Thank you to the so many compassionate, thoughtful, and hardworking staff at the Kingston General Hospital, the Ottawa Hospital, Ottawa Paramedic Service, and other organizations who helped Hannah.

To my beautiful daughters Emily and Lily—thank you for being so brave and letting your father lean on you for support so many times. Please let your mother and me be part of your lives forever, and wherever your future leads you.

Finally, no one could ask for a better wife and mother than Elise. She has devoted everything to her family. There is too much to explain. For now, I will just mention the many weeks she slept in a chair at Hannah’s bedside, on different occasions spanning months, caring for Hannah when she was in the hospital, and her tireless efforts encouraging, sustaining, and supporting Hannah in recent years in an effort to help her be well. No one else could have done it, and we will never forget your sacrifices.

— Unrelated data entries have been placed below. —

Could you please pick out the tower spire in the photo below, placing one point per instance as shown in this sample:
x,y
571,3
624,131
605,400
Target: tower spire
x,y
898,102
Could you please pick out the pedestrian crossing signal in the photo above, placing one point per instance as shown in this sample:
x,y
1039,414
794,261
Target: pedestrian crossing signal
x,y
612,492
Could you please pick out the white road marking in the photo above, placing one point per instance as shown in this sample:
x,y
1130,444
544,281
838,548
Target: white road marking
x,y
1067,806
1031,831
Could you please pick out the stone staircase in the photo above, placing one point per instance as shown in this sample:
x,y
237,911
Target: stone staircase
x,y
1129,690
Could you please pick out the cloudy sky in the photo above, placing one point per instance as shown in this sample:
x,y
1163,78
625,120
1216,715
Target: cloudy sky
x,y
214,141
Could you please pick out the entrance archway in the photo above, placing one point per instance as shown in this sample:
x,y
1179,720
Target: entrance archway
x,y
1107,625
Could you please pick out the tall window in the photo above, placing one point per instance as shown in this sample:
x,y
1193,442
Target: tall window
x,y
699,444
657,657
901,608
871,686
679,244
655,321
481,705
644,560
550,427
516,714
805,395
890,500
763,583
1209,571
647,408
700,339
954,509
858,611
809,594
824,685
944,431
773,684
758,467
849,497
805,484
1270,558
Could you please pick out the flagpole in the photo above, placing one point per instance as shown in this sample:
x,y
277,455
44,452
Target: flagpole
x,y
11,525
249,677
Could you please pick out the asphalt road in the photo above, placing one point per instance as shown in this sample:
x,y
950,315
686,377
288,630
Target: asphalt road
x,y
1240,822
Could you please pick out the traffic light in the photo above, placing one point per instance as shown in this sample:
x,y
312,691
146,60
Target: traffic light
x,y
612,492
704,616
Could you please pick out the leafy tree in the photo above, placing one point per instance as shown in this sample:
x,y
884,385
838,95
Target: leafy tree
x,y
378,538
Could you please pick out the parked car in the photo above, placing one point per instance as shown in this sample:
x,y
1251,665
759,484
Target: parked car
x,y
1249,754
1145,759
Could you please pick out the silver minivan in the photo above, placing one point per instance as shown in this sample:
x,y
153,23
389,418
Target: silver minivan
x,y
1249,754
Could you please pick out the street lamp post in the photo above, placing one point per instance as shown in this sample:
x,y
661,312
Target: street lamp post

Hannah is survived by her parents David and Elise Schwartz, her sisters Emily and Lily Schwartz, her maternal grandparents Alice and William McGill, her aunts and uncles Regina and David Corrigan, Jennifer McGill, Brian Schwartz, Amy and Alistair Franke, Jonathan and Shelley Schwartz, Daniel Schwartz and Irene O’Brien, and Sarah and Dennis Froese, and cousins Alex and John Corrigan, Gabrielle Franke, Lincoln and Elton Schwartz, and Carmen and Branden Froese. She is predeceased by her paternal grandparents Bernard and Janet Schwartz.

Hannah, we all love you so much and hold you close to our hearts. It is inexplicable why you had to leave us so soon. We will carry your memory with us always, and hope to be reunited someday in a better place.

Hannah would have welcomed donations made to the Roger Neilson Children's Hospice, or to the worthy cause of your choice.